Forming a caucus from the rubble of the Republican Party carries its own set of issues, as political danger awaits those with the good intentions of fixing these problems. Consider the assassination of James Garfield in 1876, when his assassin claimed, “I am a Stalwart of the Stalwarts; Chester Arthur is now president.” Then, within the Republican Party, there was a rift between the “Half-breeds” and the “Stalwarts.” Half-breeds were deemed as such due to their willingness to work with the Democrats. Such a rift cost Garfield, a Half-breed, his life. These rifts can truly destroy a party. It is the duty of every member of the coalition to respect others within the ranks.
Coalition of a Party
I personally do not think any major faction or segment must concede any of its ideas in order to come together over basic issues. Need some hints? Try energy security, fiscal conservatism, incentives over entitlements, border security before immigration reform, family values and the promotion of education, strong yet benevolent national security, common sense in foreign policy, and transparency in government, just to name a few. These issues appeal to those willing to think while feeling, instead of just feeling.
It is time for Republicans to regroup with a very solid and easy to understand platform with general appeal, based on core principles that date back to the 18th Century. This may require painting Democrats as perpetual protesters who lack real leadership. Look at the current Senate Majority Leader and the Speaker of the House as an example. Republicans should acknowledge the emotional and moral appeal to liberalism, and fight to secure the obvious economic and intellectual appeal to conservatism (and then, actually be conservative). Appeal to pocketbooks. Advance the superior sense of patriotism within the Republican Party. It may take bold acts such as the FairTax, the Enumerated Powers Act, drilling in ANWR, or all-out Congressional voting reform to energize a populace. John McCain has the voice to champion these issues and do something without increased taxes, advanced entitlements, or expanded executive powers.

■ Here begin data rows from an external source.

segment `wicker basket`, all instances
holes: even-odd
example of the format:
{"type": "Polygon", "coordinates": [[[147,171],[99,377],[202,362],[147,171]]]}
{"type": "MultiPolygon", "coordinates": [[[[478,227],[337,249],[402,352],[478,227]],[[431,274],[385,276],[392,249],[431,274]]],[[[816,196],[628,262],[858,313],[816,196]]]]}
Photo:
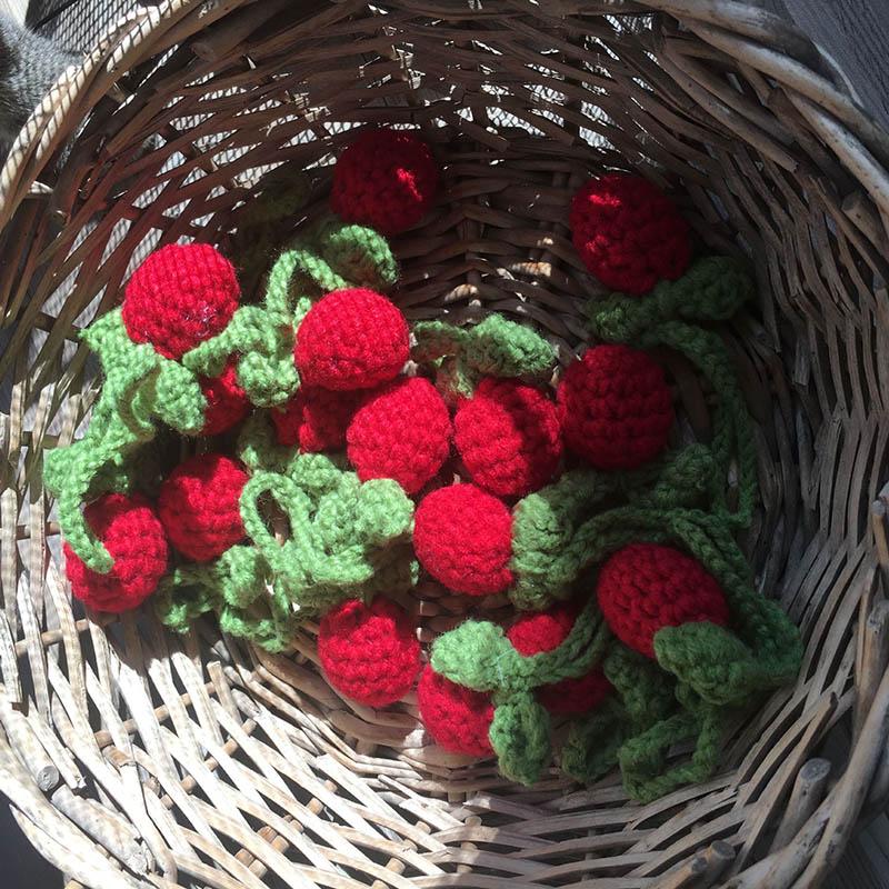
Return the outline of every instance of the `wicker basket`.
{"type": "MultiPolygon", "coordinates": [[[[887,166],[818,50],[733,0],[134,12],[0,178],[0,791],[31,842],[101,889],[820,885],[889,795],[887,166]],[[224,249],[269,164],[312,167],[322,207],[349,127],[372,122],[418,124],[448,164],[436,212],[396,239],[412,318],[496,308],[570,357],[599,291],[567,207],[605,167],[676,184],[699,238],[756,264],[761,303],[726,330],[761,458],[747,547],[807,653],[706,786],[645,807],[616,776],[510,786],[432,747],[412,699],[340,699],[311,628],[272,657],[72,606],[40,466],[96,397],[76,332],[159,241],[224,249]]],[[[706,393],[671,369],[706,438],[706,393]]],[[[430,591],[423,632],[459,607],[430,591]]]]}

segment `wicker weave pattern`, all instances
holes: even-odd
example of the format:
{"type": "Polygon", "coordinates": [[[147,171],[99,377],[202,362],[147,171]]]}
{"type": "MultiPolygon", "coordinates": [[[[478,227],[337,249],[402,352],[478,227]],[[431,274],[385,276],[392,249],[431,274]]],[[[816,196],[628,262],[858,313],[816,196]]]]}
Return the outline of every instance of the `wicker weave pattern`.
{"type": "MultiPolygon", "coordinates": [[[[0,172],[0,791],[72,887],[817,886],[889,795],[889,138],[808,41],[735,0],[383,7],[140,9],[0,172]],[[421,126],[448,164],[436,212],[394,242],[412,319],[530,316],[567,360],[599,292],[567,208],[610,166],[679,183],[698,236],[752,259],[761,312],[725,331],[761,453],[748,548],[807,659],[708,786],[642,808],[613,779],[516,788],[428,746],[413,702],[341,700],[313,627],[281,658],[72,609],[40,455],[96,396],[76,330],[158,241],[224,249],[269,164],[314,164],[319,212],[370,122],[421,126]],[[831,730],[852,745],[828,776],[831,730]]],[[[706,438],[707,393],[665,360],[706,438]]],[[[463,607],[431,585],[420,600],[427,639],[463,607]]]]}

Finally, the GOP must readily admit to the recent mistakes and missteps of the Party. Don’t cling to past errors, or try to cover them up. Remain candid, and honestly, gracefully, point out Bush’s mistakes (and successes, such as the recently improved relations with North Korea). And remember, this is a Renaissance, not a Revolution – not yet, at least. If the Republican Party is rebuilt, its leaders need to ensure the “Grand New Party” emulates Edmund Burke’s definition of a conservative statesman, who has the “disposition to preserve and an ability to improve.”